How To Get Rid Of The Halloween Candy
Never mind for a moment just how incredibly bitter I am that I had not one (that's right kids, not one kid, pre-teen, teen or adult) come to my door last night to trick or treat me. However, whether you had one or one thousand kids last night most likely you've found yourself in the same position that I'm in. Stuck with a ton of candy and fighting your inner demons all at the same time. If you're Jewish or Catholic (raised on guilt), survived a potato famine or were ever told that there was a kid somewhere around the globe in a country you couldn't find on a map who was starving and would only survive if you ate your Le Sueur Peas then right about now you're staring at that bowl of candy and there are beads of sweat starting to appear on your upper lip as your do your best to resist. Allow me to help, how to get rid of the Halloween Candy - Don't Get Me Started!
I too am forced to be staring into a very large bowl with every type of candy I've ever wanted to eat and yet at all other times in the year manage to avoid. I bought the mother lode of a bag of candy. It has Reece's Peanut Butter Cups, Kit Kats, Hershey Bars, Whoppers and in case all that wasn't enough I also bought a bag filled with small bags of M&Ms. ARGHHHHH! Stupidity, thy name is Scott. So far today I've managed to avoid the chocolate devil but every so often it does sound as if they're singing show tunes to me that sound remarkably like "Food" from Oliver!
And so I sat, I sat and thought a lot about what to do with this candy. And if you're me, you're always looking at an angle to make people like you and so it finally came to me. Give it away. I know, right now you're thinking to yourself, "Wow, amazing advice Scott. Way to go...NOT!" But the piece you're missing is how to make it so fabulous that people won't be able to resist the candy or you. It's not about the candy, it's not about giving it away now that you're in November, it's all about style. Which now brings you back to me, Scott...that's right, the Scott that Some Like It - time to go to your main Jewish gay.

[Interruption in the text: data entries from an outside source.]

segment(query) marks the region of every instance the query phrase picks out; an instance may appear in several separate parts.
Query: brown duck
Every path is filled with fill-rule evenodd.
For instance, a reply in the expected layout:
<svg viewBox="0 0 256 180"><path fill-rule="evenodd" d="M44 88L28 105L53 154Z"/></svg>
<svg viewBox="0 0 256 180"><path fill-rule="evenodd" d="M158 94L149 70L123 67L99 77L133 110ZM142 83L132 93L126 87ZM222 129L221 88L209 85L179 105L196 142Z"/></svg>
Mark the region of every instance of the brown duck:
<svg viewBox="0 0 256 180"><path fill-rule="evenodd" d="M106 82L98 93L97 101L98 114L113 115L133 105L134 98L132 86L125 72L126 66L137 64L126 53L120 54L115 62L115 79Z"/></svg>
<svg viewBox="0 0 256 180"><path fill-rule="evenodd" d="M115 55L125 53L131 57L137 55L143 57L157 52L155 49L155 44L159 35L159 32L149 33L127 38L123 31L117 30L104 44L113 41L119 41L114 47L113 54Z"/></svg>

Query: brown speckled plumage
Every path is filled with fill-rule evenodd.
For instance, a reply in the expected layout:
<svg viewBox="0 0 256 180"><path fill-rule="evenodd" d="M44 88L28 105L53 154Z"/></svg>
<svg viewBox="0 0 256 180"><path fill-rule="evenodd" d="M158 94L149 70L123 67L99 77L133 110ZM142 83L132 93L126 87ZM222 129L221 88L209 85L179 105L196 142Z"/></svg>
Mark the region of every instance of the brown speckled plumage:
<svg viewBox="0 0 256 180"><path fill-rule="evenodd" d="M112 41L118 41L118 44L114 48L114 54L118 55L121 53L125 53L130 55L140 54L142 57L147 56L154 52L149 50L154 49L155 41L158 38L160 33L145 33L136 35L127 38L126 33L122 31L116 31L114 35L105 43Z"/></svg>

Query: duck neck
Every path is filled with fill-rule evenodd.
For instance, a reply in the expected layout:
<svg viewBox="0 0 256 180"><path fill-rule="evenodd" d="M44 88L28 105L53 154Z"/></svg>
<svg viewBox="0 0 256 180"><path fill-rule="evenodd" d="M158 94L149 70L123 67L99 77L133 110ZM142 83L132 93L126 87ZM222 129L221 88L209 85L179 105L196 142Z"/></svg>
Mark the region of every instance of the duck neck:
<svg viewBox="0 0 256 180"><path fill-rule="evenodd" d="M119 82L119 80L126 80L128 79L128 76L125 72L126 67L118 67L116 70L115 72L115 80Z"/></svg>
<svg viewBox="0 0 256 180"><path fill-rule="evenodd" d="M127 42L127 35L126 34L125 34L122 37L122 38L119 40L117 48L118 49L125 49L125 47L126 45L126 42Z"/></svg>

As of today, what is on sale at almost every store in the store universe? That's right, Halloween merchandise. This is the start of your strategy. Go to the store (it could be Wal-Mart or Hallmark or even Macy's) buy some gift bags. Halloween gift bags. That's right covered in pumpkins or if you can't find those just go for plain black and add some orange tissue paper. Bring these items home and insert candy. Voila, you now have a perfect after-Halloween Halloween treat bag. But now that you've created the perfect Halloween after-Halloween bag, what do you do with it?
You pawn it off on someone who can't tell you they find it tacky or refuse it. In short your team at Starbucks. That's right. You see those baristas have to smile, nod and screw up your difficult coffee drink but what they can't do is refuse you showing up like Bree from Desperate Housewives or the Welcome Wagon with a bag filled with candy and done up for them. And guess what? Even if they hate it and don't want it themselves, they have something you don't have in your own home...a counter that is passed by millions everyday (unless you're a prostitute who works at home or Rachel Ray) where they can place it and get rid of it. Now true, I haven't taken it to my Starbucks gang yet but should they refuse there's always the dry cleaners, the bank or a dozen other places that would allow you to rid yourself of the candy that was created by Satan.
Right about now you're wondering why I don't have my own show like Martha Stewart or at the very least a column in a local paper. I'm wondering the same thing too. The important thing to remember is that when the rest of the world and the people in your world are trying to bother you with such things as who to vote for in an election or keeping your home from foreclosure, I'll always be here helping you with the things that really matter. Like how to get rid of the Halloween candy - Don't Get Me Started!
Read More Scott @ www.somelikeitscott.com
Update: Took the candy in this morning...I am officially a ROCK STAR at my Starbucks! It works!